The day this book came in the mail, three adults monopolized it while our children begged for a look. "Just a sec," we kept saying. We were so captivated by the artwork that we stood in the kitchen staring at the pages, vaguely aware that the kids were in the next room catapulting off the furniture.
Thomas Locker's oil paintings are worthy of all the synonyms of "superb," and it's certainly a temptation to list them. "Where the River Begins" and "Sailing With the Wind" are two notable books that he recently illustrated and wrote. In "The Boy Who Held Back the Sea," he solos as artist to Lenny Hort's charming retelling of "Hans Brinker and the Silver Skates."
Seventeenth-Century Holland is the backdrop for this classic story, the paintings reminiscent of the Dutch masters Vermeer and Rembrandt. You should see the stone village in torchlight as guards arrest a peg-legged pirate.

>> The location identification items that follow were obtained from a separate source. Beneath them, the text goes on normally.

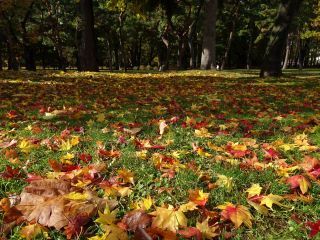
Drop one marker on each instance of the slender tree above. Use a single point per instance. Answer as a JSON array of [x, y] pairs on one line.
[[208, 57], [87, 46], [273, 56]]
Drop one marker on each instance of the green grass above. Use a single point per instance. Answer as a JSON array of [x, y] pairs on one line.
[[232, 104]]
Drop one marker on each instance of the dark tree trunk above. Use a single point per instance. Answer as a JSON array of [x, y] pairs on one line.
[[303, 53], [87, 48], [109, 55], [192, 37], [250, 43], [121, 41], [273, 57], [116, 58], [287, 55], [1, 63], [208, 58], [29, 57], [182, 53], [231, 35], [28, 48], [12, 58], [151, 53]]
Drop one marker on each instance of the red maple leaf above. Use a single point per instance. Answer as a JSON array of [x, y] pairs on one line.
[[315, 228]]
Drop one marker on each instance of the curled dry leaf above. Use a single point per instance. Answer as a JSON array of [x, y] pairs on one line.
[[136, 219], [45, 202]]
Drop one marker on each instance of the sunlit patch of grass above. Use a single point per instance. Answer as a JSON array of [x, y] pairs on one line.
[[231, 105]]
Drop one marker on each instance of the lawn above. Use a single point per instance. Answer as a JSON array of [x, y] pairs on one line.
[[177, 155]]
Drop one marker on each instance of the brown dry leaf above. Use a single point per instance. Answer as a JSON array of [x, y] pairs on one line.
[[237, 214], [32, 231], [136, 219], [168, 219], [44, 201]]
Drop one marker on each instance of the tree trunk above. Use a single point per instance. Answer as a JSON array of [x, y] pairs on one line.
[[272, 60], [249, 52], [28, 48], [29, 58], [12, 60], [121, 41], [1, 63], [151, 53], [286, 58], [208, 58], [109, 55], [87, 48], [302, 54], [182, 53], [234, 22], [192, 37]]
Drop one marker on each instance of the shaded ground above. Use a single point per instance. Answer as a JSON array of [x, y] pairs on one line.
[[224, 132]]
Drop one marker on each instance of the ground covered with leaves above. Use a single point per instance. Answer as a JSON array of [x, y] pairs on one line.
[[188, 155]]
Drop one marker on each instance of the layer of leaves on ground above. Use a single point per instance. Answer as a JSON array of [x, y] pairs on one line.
[[189, 155]]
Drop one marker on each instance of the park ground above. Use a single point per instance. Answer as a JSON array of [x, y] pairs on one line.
[[227, 153]]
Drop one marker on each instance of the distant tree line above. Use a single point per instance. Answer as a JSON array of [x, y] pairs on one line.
[[160, 34]]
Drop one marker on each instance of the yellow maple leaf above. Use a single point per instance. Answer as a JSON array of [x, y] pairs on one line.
[[254, 190], [169, 219], [271, 199], [77, 196], [214, 147], [25, 146], [67, 158], [147, 203], [32, 231], [74, 140], [189, 206], [208, 232], [107, 217], [202, 133], [237, 214], [126, 175], [142, 154], [260, 209], [101, 117], [224, 181], [198, 197], [65, 145]]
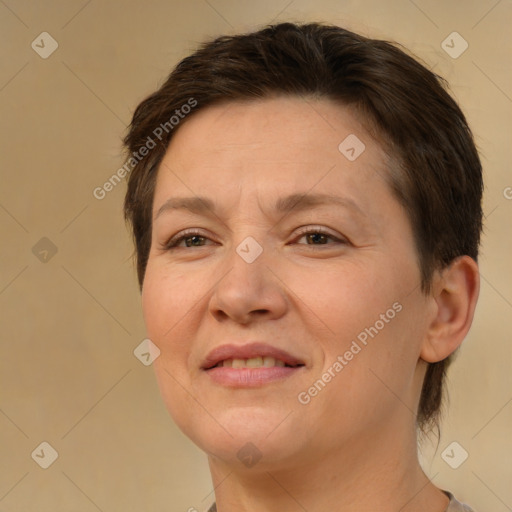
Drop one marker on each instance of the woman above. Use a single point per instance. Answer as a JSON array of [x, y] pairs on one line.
[[306, 208]]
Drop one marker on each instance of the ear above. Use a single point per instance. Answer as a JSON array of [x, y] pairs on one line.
[[455, 293]]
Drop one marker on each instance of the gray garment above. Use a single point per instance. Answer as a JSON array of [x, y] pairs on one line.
[[453, 506]]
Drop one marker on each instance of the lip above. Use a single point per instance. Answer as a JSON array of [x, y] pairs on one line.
[[248, 351], [249, 377]]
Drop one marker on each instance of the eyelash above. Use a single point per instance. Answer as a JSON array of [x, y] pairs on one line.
[[175, 240]]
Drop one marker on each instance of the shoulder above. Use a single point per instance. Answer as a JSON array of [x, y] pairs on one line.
[[457, 506]]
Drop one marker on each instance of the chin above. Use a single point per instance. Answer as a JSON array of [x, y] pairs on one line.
[[252, 437]]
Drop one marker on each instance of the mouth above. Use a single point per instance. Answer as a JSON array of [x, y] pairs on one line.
[[250, 365]]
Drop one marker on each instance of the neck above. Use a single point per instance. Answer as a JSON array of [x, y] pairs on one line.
[[376, 472]]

A seascape under a full moon is miraculously luminescent; notice, too, the clouds, dramatic in every scene, as ever present as the windmills.
The boy Jan discovers that "the mighty ocean (is) leaking through a small hole in the dike." At first, nobody in town believes him because Jan is notoriously naughty, always daydreaming about sea monsters and, worse, refusing to go to church. You know the rest.
This is actually a story within a story. A similarly misbehaving boy named Pieter has been sent to his room. His white-capped grandmother comes in with the cat and, to comfort him, tells the tale of the young Dutch hero who held back the sea. By the last page, the cat in her lap is snoring, but Pieter is alert, ready to rejoin his family and the world as a good boy.
Floors in the house are swept clean, walls whitewashed and the furnishings spare; sunlight filters in through beveled windows. Pastoral scenes catch shadows and breeze as if you were there. "The Boy Who Held Back the Sea" will endure as a classic story and as a glorious work of art. This will be equally treasured by child and adult. Now, to let my children have their turn!
HOTEL BOY by Curt & Gita Kaufman; photographs by Curt Kaufman (Atheneum: $11.95; 40 pp.; ages 5-8). This poignant photo journal presents a 5-year-old boy named Henri, who lives with his brother and mother in a New York City hotel room. Mother searches for work daily, washes their clothes in the bathroom and finds castoff toys for them. Despite Henri's sad situation, he talks about happiness: leaning against a tree; a birthday cake; his mother reading to him. Read this to your children if they think all kids live in houses.